Abstract: The release of OpenAI's o1 marks a significant milestone in AI, achieving proficiency comparable to PhD-level expertise in mathematics and coding. While o1 excels at solving complex reasoning tasks, it remains a closed-resource model, limiting its accessibility and broader application in academic and industrial contexts. Despite numerous efforts to replicate o1's results, these attempts often focus on isolated aspects of the model (e.g., training, inference), neglecting the holistic interplay between components and failing to provide a global picture of the pathways to enhance LLMs' reasoning capabilities, and replicate o1's performance. Currently, there is no systematic review of these replication efforts, nor a clear survey of the major issues that must be addressed to achieve comparable performance to o1. In this survey, we are going to provide a systematic review of the most up-to-date state of knowledge on reasoning LLMs, helping researchers understand the current challenges and advancements in this field. We will summarize recent efforts to replicate o1's performances, and more importantly, address the key obstacles in enhancing the reasoning abilities.

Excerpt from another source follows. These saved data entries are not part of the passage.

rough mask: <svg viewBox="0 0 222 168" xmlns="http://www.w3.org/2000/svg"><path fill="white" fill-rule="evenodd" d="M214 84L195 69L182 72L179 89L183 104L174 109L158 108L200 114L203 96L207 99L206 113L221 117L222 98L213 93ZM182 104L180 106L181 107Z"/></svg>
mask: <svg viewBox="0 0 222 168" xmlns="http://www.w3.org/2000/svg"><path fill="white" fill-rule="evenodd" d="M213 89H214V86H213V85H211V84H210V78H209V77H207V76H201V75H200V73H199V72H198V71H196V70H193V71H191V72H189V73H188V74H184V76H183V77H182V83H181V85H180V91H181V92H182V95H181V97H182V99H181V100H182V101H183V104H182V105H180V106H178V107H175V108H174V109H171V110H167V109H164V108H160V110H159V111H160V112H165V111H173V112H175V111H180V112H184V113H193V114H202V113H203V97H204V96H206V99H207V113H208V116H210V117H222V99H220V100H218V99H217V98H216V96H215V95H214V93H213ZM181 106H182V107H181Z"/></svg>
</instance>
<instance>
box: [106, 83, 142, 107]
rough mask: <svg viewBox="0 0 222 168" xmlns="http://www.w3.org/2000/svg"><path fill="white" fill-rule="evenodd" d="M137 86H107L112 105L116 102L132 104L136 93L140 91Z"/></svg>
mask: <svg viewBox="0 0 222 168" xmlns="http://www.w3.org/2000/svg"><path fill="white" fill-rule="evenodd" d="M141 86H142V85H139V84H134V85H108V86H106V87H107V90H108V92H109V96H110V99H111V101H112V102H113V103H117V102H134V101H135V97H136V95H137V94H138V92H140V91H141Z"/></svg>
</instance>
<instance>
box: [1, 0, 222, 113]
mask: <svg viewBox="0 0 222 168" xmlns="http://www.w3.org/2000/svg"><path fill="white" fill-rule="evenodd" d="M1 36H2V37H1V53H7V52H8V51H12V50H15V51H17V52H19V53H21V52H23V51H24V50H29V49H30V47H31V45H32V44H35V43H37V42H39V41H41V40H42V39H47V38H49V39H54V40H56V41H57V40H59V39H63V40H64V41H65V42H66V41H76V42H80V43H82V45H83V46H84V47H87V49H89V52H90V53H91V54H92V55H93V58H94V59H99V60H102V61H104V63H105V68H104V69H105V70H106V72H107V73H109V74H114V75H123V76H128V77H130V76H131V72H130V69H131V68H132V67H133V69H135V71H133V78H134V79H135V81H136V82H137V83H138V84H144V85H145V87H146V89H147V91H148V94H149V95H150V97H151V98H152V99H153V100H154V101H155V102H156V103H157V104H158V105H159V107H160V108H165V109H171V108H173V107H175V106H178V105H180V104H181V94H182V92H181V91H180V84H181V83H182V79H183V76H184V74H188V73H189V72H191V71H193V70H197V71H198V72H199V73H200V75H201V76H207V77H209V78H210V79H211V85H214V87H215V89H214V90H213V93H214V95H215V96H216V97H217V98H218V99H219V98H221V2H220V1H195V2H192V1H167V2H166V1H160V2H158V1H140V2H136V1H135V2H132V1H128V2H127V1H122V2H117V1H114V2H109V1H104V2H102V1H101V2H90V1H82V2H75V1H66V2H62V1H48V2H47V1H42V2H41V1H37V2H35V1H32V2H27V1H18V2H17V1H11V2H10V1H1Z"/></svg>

We will (1) review the basic concepts and techniques behind o1 and efforts in replicating o1 models; (2) detail efforts in constructing logical and structured reasoning datasets; (3) delve into important training techniques (e.g., supervised fine-tuning, reinforcement learning, DPO) that harness these datasets to ensure the model acquires robust logical reasoning and structured problem-solving capabilities; and (4) explores different inference techniques (e.g., tree-of-thoughts, critic-based approaches, self-correction strategies) in reasoning LLMs that assist in navigating the problem space and identifying efficient problem-solving paths. We will also summarize the current challenges and discuss opportunities for further improvement of reasoning LLMs.